Hello everybody,
I have an IPv4 network at different locations connected via VPN. The IP addresses use the schema 10.X.Y.Z, where X is the location and Y is the usage type.
So generally I want complete routing for all addresses, but I would like to add firewall filter rules by usage Y. For example 10.X.192.Z to 10.X.255.Z are used for management and I would like to block these. What’s the best way with Mikrotik RouterOS?
Thanks a lot!
I can’t get a routerboard to accept non-contiguous (255.100.0.0 or 255.0.255.0). It’s a bad idea anyway; your ip scheme will be crazy, just for acl convenience.
non-contiguous netmasks are not supported in Linux for a long time, and therefore also not in the MikroTik routers.
You will need to specify each subnet separately, either in different firewall rules or in an address list that you use
in firewall rules.
An address list can contain multiple subnets of the form 10.1.192.0/22 for example.
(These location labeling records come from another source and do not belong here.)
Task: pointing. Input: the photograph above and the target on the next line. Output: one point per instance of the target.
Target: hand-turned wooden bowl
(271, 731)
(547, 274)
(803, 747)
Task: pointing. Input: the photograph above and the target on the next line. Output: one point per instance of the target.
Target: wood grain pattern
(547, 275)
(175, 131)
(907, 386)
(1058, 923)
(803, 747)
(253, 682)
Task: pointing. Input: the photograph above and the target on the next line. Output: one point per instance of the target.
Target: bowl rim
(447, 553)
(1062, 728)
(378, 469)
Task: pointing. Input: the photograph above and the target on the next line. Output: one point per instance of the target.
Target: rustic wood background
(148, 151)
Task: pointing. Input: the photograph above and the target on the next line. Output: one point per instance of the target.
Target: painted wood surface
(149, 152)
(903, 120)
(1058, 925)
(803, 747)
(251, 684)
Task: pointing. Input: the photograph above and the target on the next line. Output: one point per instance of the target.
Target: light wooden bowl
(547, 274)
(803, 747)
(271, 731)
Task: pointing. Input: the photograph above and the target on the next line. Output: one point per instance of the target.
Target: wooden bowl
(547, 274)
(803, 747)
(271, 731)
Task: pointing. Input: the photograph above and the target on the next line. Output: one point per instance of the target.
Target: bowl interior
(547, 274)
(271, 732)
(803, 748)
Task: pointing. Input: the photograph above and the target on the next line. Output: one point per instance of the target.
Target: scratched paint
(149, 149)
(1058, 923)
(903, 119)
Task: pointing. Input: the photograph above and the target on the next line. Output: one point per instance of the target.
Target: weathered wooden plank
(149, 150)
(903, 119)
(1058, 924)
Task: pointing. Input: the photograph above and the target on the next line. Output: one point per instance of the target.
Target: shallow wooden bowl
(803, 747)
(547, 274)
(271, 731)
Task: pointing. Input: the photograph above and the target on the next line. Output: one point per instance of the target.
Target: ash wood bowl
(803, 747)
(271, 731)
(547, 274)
So you can have 10.1.192.0/22 10.2.192.0/22 10.3.192.0/22 etc all in a single list and use that list to block/allow things.
This carries over into your IP layout strategy in IPv6 even more, and there’s definitely no such thing as wildcard bits in IPv6.
You just have to figure out which is worse - lots of acl entries or many blocks of IPs in your routing tables.
I personally prefer your strategy in heirarchy-based addressing: 10.site.use.host → 2001:db8:site:use::
But I have more sites than policy-types and firewalls, so it makes the most sense to repeat the rules in a few places in order to have tight address aggregation.
Otherwise, you’ll need to have 10.use.site.host addressing so that your rules can be simpler, and just accept that you’ll have nSites * nPolicies routes in your tables.